Well my Dad's Irish wolf hounds have an outside run thingy so I think the CO could go out there when my Dad has guests. It should not be a problem and regarding the post man the worry was mostly windows being pushed out as it is easy enough to keep a dog in the living room when answering the door, just we don't really then want to see the door leaping out of a closed window :lol2:.

I think we are okay with them hating strangers on walks for example as my parents have a few acres which we currently walk the dogs and my arctic fox around. Our neighbours are a fair way away also so we should in theory be okay with that too. 

-
Elina


----------



## CorntasticBully (Jan 21, 2012)

Sounds like you have a nice set up. I'd like to have an article fox BTW. 

Really on walks its usually not a problem though they may act aloof. Generally not vicious. You should socialize and imo if the dog is stable they will be manageable in public.


----------



## Elina (Jul 22, 2009)

My Dad plans to, if he gets one take it to puppy socialisation classes to try to get the dog accustomed to seeing strangers from an early age. We read that that can help as apparently can neutering males so shall have that done too. 
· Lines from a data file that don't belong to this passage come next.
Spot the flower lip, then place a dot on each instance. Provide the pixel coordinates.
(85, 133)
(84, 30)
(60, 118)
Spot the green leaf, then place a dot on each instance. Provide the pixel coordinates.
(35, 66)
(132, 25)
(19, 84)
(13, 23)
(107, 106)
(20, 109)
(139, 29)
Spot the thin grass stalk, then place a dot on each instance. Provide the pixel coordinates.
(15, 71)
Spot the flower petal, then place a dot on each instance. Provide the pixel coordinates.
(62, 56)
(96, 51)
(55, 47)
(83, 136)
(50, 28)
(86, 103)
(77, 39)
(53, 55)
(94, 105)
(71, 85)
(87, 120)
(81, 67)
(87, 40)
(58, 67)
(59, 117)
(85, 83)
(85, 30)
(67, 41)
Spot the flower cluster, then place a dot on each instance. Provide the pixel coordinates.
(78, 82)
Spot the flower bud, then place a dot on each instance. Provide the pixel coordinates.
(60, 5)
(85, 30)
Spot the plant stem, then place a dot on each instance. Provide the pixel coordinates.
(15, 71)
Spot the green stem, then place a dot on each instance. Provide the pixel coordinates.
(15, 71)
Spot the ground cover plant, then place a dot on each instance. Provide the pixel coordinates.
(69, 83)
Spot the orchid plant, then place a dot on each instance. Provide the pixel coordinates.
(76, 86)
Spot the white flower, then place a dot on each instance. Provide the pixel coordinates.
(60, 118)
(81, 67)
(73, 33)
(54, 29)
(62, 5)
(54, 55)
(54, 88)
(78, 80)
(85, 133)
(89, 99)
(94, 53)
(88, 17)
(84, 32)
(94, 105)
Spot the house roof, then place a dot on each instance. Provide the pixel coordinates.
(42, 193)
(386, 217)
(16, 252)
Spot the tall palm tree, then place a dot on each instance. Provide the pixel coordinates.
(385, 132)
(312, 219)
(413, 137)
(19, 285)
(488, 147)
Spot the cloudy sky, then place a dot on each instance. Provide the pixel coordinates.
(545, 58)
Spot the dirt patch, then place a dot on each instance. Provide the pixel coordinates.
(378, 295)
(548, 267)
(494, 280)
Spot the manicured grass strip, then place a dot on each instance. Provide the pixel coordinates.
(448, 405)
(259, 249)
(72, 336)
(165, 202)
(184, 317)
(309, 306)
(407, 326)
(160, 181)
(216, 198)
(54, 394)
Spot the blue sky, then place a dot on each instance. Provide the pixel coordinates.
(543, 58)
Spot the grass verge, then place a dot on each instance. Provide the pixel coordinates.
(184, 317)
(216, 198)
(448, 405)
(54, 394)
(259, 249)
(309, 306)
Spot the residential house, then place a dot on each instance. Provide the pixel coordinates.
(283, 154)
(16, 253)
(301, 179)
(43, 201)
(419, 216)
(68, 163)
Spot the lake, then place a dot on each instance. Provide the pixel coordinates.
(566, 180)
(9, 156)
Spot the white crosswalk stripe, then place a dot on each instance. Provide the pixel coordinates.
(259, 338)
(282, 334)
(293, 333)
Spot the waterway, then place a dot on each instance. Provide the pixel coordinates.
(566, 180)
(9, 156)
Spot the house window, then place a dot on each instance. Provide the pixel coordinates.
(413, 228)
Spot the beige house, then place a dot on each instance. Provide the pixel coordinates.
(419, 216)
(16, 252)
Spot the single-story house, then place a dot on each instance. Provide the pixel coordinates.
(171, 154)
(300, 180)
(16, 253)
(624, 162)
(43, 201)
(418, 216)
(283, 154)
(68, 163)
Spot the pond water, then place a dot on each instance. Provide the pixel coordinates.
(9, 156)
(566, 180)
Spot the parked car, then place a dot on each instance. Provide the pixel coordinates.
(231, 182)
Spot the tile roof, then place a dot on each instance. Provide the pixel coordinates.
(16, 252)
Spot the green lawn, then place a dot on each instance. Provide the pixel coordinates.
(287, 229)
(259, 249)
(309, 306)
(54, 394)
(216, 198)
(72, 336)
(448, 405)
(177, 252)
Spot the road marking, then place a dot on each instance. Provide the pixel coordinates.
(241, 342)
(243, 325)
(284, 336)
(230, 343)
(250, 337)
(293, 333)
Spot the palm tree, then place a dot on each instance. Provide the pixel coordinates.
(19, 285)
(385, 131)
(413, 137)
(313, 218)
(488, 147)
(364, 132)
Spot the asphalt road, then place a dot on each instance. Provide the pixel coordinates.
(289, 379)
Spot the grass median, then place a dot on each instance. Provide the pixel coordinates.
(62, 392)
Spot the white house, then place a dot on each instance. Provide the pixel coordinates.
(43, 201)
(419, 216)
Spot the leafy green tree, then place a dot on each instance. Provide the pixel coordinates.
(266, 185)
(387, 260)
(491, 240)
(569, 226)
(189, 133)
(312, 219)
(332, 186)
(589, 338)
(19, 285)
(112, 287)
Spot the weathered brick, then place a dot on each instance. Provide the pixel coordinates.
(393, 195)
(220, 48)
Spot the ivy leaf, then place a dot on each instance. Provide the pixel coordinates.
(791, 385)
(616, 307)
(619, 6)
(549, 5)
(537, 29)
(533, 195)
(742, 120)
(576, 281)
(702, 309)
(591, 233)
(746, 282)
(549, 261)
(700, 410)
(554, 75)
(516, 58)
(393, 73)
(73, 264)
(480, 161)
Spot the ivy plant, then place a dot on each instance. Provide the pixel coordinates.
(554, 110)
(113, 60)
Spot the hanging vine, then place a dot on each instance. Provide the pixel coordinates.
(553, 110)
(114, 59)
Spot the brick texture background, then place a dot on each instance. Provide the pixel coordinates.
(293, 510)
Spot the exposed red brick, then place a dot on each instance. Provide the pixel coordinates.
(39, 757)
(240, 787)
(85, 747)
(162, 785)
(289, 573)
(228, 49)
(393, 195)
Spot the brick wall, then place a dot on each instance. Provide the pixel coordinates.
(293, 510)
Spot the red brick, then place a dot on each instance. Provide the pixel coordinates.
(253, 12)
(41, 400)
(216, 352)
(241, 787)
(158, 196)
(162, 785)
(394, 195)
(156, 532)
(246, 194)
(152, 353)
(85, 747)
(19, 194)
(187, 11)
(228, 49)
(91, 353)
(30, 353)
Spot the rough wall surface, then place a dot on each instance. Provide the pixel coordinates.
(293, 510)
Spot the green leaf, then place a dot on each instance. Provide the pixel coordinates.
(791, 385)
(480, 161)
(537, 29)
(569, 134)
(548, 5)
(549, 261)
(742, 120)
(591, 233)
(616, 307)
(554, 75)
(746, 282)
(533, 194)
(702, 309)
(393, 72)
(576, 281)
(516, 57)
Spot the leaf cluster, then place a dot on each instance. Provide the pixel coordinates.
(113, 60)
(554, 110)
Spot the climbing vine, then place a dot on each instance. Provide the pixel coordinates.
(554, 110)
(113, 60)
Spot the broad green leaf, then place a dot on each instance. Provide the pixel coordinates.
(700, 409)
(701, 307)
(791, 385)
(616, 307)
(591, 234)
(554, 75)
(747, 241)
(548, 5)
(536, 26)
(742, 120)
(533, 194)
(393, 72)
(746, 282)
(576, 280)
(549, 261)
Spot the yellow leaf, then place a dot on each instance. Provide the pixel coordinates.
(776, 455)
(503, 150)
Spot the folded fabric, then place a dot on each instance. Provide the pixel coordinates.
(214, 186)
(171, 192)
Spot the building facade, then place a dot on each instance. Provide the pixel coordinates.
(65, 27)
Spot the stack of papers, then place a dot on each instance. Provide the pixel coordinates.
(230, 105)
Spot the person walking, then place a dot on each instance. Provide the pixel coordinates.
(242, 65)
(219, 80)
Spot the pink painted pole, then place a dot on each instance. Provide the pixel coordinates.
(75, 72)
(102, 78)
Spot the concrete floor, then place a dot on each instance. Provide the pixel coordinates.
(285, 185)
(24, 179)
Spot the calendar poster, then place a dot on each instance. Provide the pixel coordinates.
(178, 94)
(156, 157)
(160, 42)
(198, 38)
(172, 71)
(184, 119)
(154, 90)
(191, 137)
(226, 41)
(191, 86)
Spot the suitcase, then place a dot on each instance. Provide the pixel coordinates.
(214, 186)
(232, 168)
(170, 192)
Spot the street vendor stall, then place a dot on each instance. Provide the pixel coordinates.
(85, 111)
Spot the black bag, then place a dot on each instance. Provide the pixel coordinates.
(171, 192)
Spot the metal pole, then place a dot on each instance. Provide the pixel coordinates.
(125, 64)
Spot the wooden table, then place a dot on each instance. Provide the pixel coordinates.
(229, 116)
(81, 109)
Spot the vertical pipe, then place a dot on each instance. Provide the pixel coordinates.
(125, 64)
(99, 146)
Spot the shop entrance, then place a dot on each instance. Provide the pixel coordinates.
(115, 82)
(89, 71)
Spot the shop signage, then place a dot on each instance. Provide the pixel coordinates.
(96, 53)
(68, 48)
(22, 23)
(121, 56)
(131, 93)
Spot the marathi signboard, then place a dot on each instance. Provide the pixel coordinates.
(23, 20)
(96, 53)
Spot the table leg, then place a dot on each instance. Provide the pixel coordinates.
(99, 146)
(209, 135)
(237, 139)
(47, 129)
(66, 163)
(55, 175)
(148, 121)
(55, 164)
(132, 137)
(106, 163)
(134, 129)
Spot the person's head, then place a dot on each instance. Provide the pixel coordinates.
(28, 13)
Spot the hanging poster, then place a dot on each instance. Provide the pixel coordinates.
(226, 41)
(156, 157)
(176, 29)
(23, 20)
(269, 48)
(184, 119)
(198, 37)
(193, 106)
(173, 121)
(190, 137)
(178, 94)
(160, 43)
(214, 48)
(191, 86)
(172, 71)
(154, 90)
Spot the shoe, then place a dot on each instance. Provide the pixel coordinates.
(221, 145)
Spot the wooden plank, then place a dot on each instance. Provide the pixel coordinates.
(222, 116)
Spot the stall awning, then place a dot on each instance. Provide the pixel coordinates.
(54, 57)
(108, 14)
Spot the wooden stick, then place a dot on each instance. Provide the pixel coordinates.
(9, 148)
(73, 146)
Arctic's are lovely, the most dog like of the foxes we have. Seeing as you are in the US if you are interested in foxes take a look here: SYBIL'S MESSAGE BOARD - View forum - FOXES best foxy forum I know . 

-
Elina


----------



## CorntasticBully (Jan 21, 2012)

Thanks for the link. Don't know if I will ever have one but I'm interested and would love to learn more. 

Classes are a good idea. 

Here is another pic.


----------



## samurai (Sep 9, 2009)

Elina said:


> Thanks guys. I shall read those links now.
> 
> Yes I am importing 2 dogs from the US (Alaskan Klee Kai) for me, the OC would be my Dad's dog.
> 
> ...



When are you getting a Klee Kai? Can't wait to see pics


----------



## Elina (Jul 22, 2009)

March/April I believe :2thumb:.
-
Elina


----------